Peking — Nobel Peace Prize winner Mother Teresa, who hopes to establish the first Christian mission here since the Communist takeover in 1949, met today with a leader of China’s breakaway Catholic church.
Bishop Michael Fu Tieshan of Peking told the 74-year old Roman Catholic missionary, ‘‘you are a good daughter of God and have done a lot of work in helping the poor and disabled. It’s great work.”
Mother Teresa, who arrived Sunday on her first trip to China, said, “it’s God’s work. We take care of the poorest of the poor.
She was invited for a three-day visit at her own request and there was no immediate response from Chinese authorities to her hope of establishing homes for the needy.
She met Fu at the Cathedral of St. Mary of the Immaculate Conception in southwest Peking, the only full-time Catholic Church in the Chinese capital. Earlier she attended a 6:30 a.m. Mass there.
“I was surprised to see so many people so early and praying so beautifully,” said Mother Teresa, who founded her order of nuns, the Missionaries of Charity, in Calcutta, India, in 1950.
Mother Teresa said she took communion despite the split between the Vatican and China’s Patriotic Catholic Church, Which severed relations in 1957 after accusing the Holy See of interfering in Chinese affairs.
Peking has rejected overtures from Pope John II for reconciliation, in part because of Vatican recognition of Taiwan.
Religion was banned and many places of worship desecrated in China during the 1966-76 Cultural Revolution. But the current government has reopened some churches and the constitution says people are free to believe in God.
Albanian-born Mother Teresa said the Chinese service had ‘‘a few things different’’ from the Roman Catholic Mass, but was basically the same.”
“I think the priest was saying it in Latin and the people were praying in Chinese. Thank God we can each one talk in our own language with God.”
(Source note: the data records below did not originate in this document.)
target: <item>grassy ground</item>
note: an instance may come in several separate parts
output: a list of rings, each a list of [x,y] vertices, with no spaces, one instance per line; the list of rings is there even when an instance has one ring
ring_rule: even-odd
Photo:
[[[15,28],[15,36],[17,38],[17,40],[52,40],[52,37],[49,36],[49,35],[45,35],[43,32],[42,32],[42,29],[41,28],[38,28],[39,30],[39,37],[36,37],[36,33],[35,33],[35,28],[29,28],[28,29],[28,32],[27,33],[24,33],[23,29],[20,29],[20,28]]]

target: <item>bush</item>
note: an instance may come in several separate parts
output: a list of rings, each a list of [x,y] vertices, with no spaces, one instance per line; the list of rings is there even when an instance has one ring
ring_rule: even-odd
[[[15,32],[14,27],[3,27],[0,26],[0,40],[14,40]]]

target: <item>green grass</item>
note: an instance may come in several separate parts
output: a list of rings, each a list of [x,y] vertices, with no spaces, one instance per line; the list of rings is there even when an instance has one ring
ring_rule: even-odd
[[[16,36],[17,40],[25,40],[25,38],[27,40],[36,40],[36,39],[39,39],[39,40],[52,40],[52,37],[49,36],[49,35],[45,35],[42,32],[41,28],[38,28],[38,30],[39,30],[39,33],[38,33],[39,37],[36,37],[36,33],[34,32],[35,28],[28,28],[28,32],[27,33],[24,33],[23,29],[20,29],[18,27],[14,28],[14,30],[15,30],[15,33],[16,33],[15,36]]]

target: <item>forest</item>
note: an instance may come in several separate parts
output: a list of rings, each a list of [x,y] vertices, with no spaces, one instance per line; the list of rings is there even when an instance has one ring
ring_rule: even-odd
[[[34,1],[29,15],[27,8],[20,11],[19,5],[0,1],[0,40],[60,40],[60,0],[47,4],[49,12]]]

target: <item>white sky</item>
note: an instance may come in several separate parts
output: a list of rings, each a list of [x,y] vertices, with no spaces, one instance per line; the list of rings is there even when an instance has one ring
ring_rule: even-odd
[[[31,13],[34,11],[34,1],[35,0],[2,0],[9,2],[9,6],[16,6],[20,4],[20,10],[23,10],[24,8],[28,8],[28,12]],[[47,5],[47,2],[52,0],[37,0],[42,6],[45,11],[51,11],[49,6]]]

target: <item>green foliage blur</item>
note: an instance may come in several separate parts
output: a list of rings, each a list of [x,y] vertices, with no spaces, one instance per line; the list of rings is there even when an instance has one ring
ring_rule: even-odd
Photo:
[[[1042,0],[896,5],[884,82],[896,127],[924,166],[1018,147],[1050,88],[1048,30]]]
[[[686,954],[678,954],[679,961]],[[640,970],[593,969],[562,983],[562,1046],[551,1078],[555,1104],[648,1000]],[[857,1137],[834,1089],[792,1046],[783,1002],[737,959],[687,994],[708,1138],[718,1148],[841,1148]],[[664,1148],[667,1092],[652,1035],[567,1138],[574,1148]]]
The Patriotic Catholic Church claims a membership of 3 million of China’s 1 billion populations. Christianity took root in China through Jesuit missionary Matteo Ricci 400 years ago.
Mother Teresa visited Taiwan, Hong Kong and Macao before arriving in Peking, and said her Taiwan trip was ‘‘very good.’’ Her sisters were already working there.
The gray stone cathedral dates from 1904 but a Catholic church was first built on the site in the middle of the 16th century.